Par une requête en date du le 30 avril 2024 dernier, le tribunal judiciaire de Paris a soumis une demande de décision préjudicielle auprès de la Cour de justice de l'Union européenne dans un contentieux successoral relatif à la double rémunération des notaires belges et français.
Une défunte était propriétaire de biens mobiliers et immobiliers situés à la fois en France et en Belgique. Si au jour de son décès elle résidait en Belgique,son unique héritière résidait quant à elle en France. Un acte d’hérédité belge a été dressé dans le cadre du règlement de la succession en Belgique.
En application de la convention fiscale franco-belge du 20 janvier 1959, l'héritière a réglé les impôts relatifs à la succession en France puis a demandé que le montant réglé soit diminué des impôts à payer au titre de la succession en Belgique.
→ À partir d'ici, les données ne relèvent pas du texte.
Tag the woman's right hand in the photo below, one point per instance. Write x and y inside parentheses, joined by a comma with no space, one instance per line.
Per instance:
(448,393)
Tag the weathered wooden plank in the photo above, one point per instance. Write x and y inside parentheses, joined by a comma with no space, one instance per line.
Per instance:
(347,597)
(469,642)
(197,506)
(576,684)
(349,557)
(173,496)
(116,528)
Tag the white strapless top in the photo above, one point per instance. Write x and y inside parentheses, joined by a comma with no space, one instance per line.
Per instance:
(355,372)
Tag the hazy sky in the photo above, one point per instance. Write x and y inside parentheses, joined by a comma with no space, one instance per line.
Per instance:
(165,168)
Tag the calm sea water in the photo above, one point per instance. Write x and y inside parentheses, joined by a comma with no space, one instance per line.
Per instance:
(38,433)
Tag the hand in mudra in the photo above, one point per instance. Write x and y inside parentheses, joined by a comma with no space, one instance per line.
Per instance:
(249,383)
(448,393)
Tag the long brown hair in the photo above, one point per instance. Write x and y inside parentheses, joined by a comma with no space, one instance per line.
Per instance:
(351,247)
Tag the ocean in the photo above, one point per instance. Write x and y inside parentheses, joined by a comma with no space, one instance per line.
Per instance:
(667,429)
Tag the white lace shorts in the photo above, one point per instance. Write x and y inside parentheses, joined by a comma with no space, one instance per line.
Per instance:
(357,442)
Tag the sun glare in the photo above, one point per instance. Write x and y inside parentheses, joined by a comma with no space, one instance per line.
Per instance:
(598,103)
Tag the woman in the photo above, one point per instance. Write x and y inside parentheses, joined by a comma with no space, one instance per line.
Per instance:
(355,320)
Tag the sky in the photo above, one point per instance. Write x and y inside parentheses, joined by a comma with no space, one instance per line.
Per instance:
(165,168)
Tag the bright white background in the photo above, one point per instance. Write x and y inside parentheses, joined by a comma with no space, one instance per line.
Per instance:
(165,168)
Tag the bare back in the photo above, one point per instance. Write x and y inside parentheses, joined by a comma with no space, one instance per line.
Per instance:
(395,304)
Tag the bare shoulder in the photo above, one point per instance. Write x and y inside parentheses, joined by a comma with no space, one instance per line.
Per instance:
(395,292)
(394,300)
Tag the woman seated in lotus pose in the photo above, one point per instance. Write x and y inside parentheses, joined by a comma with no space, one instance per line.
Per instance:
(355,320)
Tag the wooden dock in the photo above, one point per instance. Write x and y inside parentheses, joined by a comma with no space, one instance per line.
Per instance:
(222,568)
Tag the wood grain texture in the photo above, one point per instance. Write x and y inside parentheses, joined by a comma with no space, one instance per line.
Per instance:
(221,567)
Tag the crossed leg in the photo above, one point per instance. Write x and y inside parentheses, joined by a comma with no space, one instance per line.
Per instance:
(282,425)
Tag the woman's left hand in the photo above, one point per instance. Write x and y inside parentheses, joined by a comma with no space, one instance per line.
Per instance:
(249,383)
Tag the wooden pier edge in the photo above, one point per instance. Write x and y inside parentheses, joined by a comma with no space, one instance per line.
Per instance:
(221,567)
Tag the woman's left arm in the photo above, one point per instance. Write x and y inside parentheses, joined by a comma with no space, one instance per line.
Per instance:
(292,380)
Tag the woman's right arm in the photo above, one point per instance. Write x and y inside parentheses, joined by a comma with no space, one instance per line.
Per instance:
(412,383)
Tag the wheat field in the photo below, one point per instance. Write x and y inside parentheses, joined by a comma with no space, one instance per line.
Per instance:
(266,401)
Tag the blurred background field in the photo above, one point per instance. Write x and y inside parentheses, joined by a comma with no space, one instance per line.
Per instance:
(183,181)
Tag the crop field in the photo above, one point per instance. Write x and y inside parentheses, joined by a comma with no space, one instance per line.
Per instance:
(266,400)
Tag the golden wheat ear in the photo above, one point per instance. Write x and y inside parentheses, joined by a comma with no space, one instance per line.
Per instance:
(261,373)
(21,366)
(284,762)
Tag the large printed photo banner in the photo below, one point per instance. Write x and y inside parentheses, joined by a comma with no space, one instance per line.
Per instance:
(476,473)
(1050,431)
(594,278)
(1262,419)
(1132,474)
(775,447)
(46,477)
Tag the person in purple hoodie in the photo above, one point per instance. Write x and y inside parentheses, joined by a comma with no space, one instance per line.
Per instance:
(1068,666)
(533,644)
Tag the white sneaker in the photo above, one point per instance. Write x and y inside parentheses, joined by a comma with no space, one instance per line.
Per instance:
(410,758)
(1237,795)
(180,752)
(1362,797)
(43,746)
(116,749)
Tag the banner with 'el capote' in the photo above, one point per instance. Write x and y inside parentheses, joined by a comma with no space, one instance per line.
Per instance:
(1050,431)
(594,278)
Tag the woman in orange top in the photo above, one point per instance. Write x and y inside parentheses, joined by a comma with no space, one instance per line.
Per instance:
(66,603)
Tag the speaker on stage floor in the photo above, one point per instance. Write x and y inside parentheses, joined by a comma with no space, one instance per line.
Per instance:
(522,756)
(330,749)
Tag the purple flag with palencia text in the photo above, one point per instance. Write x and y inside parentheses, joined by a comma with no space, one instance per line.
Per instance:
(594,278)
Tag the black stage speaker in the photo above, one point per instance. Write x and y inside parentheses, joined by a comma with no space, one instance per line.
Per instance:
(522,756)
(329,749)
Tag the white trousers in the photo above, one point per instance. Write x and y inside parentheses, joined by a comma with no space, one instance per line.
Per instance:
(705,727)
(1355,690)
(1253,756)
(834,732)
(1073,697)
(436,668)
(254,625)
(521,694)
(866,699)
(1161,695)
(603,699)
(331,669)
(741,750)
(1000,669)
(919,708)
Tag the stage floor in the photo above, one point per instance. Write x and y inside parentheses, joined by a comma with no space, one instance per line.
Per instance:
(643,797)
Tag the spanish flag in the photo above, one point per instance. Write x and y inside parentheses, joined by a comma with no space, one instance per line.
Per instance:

Dans le cadre du règlement successoral français, le notaire a procédé à la liquidation de son émolument, laquelle liquidation a été contestée par l’héritière, considérant que « la rémunération du notaire français, calculée sur l'intégralité de l'actif brut de la succession, sans prise en compte de la rémunération du notaire belge qui est le notaire territorialement compétent pour connaître de la succession au vu de la résidence habituelle de la défunte en Belgique, également calculée sur l'intégralité de l'actif brut de la succession, constitue une restriction à la libre circulation des capitaux sur le fondement de l’article 63 du TFUE ».
Face à cette question éminemment technique et à la dimension européenne dans un conflit franco-belge, le Tribunal a sursis à statuer pour formuler, à la Cour de Justice de l’Union européenne, quatre questions préjudicielles formulées comme suit :
1) L'article 63 § 1 TFUE doit-il s'interpréter en ce sens qu'il s'oppose à une double rémunération des notaires de deux États membres de l'Union européenne saisis d'une même succession comprenant des biens dans les deux États membres, dont le calcul est également assis sur l'intégralité des actifs bruts de la succession, sans prise en compte de la rémunération versée à l'autre notaire, alors que l'intervention du notaire est légalement imposée ?
2) L'article 63 § 1 TFUE doit-il s'interpréter en ce sens qu'il s'oppose à ce que la rémunération du notaire, dont l'intervention dans une succession comprenant des biens dans deux États membres de l'Union européenne est légalement imposée, soit calculée sur l'intégralité de l'actif brut de la succession et non seulement sur les actifs bruts situés dans son État membre ?
3) Les articles 63 § 1 et 65 § 1 sous a) TFUE doivent-il s'interpréter en ce sens que la double rémunération de deux notaires , saisis d'une même succession, également calculée sur l'intégralité des actifs bruts de la succession situés dans les deux États membres, peut constituer une « disposition pertinente de leur législation fiscale » faisant exception à l'interdiction de restreindre les mouvements des capitaux prévue au premier de ces textes, alors que l'intervention du notaire est légalement imposée ?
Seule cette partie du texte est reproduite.